Aside from the problem of the interview, I realized, we show our fear of the self in other ways.  These ways seemed linked to the limitations imposed by meaning perspectives.  When I looked carefully at the curricular description of the interviewing class, I found that it said that it was a class about "self-awareness."  What followed in the syllabus had nothing to do with self-awareness that I could see, but I felt I could take that original description and make it the center, the focal point of the entire class.  So I brought that idea to the class.

 

I asked my students if they thought that self-awareness was something worth thinking about, something worth learning about, something worth our time and effort.  They answered "Yes." I agreed.  Then I asked, "How many people do you know who actually thought about or spent any time or effort on self-awareness.[8]  After a pause, they answered, "None."  I pursued the point, and asked why, if self-awareness held such value for us, why didn't people think about it, try to work on it?  Students came up with many answers for that.  Most people didn't have any time for that.  Some worked, and went to school, and had kids, and they had no time for self-awareness stuff.  Some people, they said, just didn't know there was such a thing as self-awareness.  They just kind of lived out every day, and they never think about stuff like that.

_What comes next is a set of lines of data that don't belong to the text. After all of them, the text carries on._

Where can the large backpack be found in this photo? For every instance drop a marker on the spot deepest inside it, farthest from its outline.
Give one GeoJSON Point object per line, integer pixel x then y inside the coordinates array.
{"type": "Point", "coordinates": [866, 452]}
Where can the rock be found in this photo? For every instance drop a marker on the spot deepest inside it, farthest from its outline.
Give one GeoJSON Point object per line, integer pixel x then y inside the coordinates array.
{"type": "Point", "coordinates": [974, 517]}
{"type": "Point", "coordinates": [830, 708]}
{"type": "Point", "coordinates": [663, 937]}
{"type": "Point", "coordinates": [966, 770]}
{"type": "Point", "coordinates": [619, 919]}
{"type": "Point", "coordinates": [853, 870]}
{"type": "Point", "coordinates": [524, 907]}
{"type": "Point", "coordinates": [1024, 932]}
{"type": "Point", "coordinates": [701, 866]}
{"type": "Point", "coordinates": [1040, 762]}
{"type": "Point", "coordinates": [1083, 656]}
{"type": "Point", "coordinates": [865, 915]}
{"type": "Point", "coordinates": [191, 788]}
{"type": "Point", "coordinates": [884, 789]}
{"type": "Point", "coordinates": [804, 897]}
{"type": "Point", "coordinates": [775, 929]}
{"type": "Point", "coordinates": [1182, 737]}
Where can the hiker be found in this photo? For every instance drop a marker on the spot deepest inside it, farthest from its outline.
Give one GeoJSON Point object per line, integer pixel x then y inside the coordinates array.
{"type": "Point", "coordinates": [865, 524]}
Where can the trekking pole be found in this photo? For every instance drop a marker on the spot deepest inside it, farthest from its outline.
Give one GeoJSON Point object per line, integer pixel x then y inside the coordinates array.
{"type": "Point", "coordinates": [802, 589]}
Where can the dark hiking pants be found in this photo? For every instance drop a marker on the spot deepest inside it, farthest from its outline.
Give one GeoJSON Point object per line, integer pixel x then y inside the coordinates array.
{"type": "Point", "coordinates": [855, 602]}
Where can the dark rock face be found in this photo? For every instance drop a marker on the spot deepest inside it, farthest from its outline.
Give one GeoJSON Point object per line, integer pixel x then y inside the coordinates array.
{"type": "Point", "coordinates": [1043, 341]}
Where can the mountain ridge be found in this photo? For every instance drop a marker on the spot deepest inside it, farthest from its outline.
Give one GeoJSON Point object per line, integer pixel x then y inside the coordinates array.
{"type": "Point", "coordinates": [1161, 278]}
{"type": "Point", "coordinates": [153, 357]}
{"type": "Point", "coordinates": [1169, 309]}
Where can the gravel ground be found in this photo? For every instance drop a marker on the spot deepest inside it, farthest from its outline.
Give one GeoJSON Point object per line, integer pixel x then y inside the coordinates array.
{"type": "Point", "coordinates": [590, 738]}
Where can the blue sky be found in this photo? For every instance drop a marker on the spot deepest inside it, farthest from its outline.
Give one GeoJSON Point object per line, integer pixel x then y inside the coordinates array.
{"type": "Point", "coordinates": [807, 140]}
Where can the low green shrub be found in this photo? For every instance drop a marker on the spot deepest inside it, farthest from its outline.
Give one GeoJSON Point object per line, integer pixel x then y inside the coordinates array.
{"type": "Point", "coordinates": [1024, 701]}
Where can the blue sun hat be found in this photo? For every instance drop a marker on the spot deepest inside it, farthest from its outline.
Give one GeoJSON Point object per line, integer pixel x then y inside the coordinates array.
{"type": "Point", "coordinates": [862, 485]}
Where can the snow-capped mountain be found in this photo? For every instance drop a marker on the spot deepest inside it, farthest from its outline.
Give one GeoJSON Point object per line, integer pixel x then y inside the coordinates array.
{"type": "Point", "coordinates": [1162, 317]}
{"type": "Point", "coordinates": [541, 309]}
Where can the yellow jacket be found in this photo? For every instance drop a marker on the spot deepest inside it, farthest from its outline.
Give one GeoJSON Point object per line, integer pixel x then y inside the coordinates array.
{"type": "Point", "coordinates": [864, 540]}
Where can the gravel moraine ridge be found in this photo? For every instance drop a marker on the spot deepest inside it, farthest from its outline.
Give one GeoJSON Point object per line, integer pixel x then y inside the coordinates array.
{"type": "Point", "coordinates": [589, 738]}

Some people, they said, just didn't care.  Still I asked if self-awareness were that important, wouldn't everyone find or make time for that.  If we are so essential to our selves, why not work at self-awareness even if you never heard the phrase?  Why not?

 

In the first group to whom I addressed the question, one voice stood out.  She said, "Because they don't want to find out." 

 

That stopped the world.  I asked, "You mean that they don't want to look for self-awareness because they don't want to learn more about themselves?"  She agreed.  "But why would they not want to find out more about themselves."  To that, I got a long silence.  "Are we saying that people don't want to find some self-awareness because they don't want to know about their self?  Are people afraid of that they will find, and they would rather not know?"  The student who brought up the idea answered.  She said, "Yes."  And it was very quiet for a while.

 

 

Then I thought out loud:

 

"Where do any of us get to if we don't want to know ourselves?  Does that mean that in some very essential part of what we feel about ourselves, we don't like ourselves very much?  Does that make any sense? Have you ever seen a two year old act as if she doesn't like herself?  How do we learn such a thing?"

 

We decided then that we needed to look at how the self came to be.